15) Dies zeigt etwa der Fall einer Kellnerin in Berlin, der von einer der dortigen ARGEn das Angebot einer Stelle in einem Bordell zugewiesen worden war, das abzulehnen mit dem Risiko einer Leistungskürzung oder streichung verbunden war. (vgl. o. A. 2005) Da der Beruf der Prostituierten mit dem Inkrafttreten des Prostitutionsgesetzes (ProstG) am 1. Januar 2002 legalisiert worden ist und dieser nunmehr als einer gilt wie jeder andere Beruf auch, gibt es keinen rechtlichen Hinderungsgrund mehr, eine Bezieherin von Arbeitslosengeld II in den Bereich der sog. sexualbezogenen Dienstleistungen zu vermitteln, weil auf der Grundlage der Zumutbarkeitsregelung nach § 10 SGB II jede Arbeit anzunehmen ist, die nicht gesetzes- oder sittenwidrig ist. Und ob Prostitution sittenwidrig ist, darf füglich bezweifelt werden, zumindest wenn man der höchstrichterlichen Rechtsprechung des Bundesgerichtshofs in Strafsachen folgt, das die Auffassung vertritt, seit Erlaß des ProstG sei ein Vertrag über sexuelle Dienstleistungen nicht von vornherein als sittenwidrig zu beurteilen (vgl. BGH – Az 1 StR 482/03). Auch wenn es sich hier um einen Einzelfall handeln mag, so kommt darin doch zum Ausdruck, dass Prostitution kein Antonym für 'Markt-Verkehr', sondern vielmehr Inbegriff für die auf dem Prinzip des Warentauschs beruhenden zwischenmenschlichen Beziehungen ist. Ein Sachverhalt, den Marx mit folgenden Worten unterstreicht: "Die Austauschbarkeit aller Produkte, Tätigkeiten, Verhältnisse gegen ein Drittes, Sachliches, was wieder gegen alles ohne Unterschied ausgetauscht werden kann – also die Entwicklung der Tauschwerte (und der Geldverhältnisse) ist identisch mit der allgemeinen Venalität, Korruption. Die generelle Prostitution erscheint als eine notwendige Phase der Entwicklung des gesellschaftlichen Charakters der persönlichen Anlagen, Vermögen, Fähigkeiten, Tätigkeiten." (Marx 1974: 80)

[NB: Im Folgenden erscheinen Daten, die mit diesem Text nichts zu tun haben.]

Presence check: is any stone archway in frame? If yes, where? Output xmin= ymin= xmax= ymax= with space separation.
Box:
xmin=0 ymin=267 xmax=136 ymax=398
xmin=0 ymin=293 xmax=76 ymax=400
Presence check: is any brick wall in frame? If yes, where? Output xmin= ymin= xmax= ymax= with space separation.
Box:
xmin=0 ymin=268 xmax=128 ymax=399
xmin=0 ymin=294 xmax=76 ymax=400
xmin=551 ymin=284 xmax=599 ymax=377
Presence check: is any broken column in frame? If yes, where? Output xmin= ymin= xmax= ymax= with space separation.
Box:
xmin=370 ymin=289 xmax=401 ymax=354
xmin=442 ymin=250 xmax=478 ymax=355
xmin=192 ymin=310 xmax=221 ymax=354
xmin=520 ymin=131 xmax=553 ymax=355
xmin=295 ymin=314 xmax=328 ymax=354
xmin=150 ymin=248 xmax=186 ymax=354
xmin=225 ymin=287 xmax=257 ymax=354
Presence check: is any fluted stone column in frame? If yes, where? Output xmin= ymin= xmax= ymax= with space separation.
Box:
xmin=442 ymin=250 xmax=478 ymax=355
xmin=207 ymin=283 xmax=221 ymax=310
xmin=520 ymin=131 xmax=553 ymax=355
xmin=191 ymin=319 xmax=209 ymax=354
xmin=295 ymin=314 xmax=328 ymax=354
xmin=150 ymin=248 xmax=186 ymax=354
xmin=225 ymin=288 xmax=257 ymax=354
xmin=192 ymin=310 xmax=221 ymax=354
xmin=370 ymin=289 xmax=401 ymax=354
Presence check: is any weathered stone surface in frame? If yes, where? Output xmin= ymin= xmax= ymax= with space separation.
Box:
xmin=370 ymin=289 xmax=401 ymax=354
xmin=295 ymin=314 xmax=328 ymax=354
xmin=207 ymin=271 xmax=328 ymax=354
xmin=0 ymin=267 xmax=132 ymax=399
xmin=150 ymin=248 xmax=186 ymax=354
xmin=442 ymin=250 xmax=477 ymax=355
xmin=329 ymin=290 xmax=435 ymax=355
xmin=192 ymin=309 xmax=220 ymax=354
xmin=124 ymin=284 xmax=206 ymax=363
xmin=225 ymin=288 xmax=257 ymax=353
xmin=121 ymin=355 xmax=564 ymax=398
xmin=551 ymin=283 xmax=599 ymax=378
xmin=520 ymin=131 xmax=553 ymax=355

16) "So ist Aufklärung und Beratung über zustehende Sozialleistungen für viele Träger nicht Praxis, wird sogar, wenn sie von dritter Seite erbracht wird, als Angriff auf die Gemeindekasse empfunden", wie z. B. Spindler (2003: 226) mit Bezug auf die Sozialhilfeträger feststellt.
17) Sie trägt ihren Namen deswegen zu unrecht, weil der hilfesuchende Arbeitslose mangels realer Wahlmöglichkeiten einem sanktionsbewehrten Kontrahierungszwang unterliegt, so dass von einer "'Vereinbarung' im Schatten der Macht" (Berlit 2003: 205) gesprochen werden muss, die zudem gegen das Grundgesetz verstößt, da sie "unverhältnismäßig in die durch Art. 2 Abs. 1 GG geschützte Vertragsfreiheit" (ebenda) eingreift.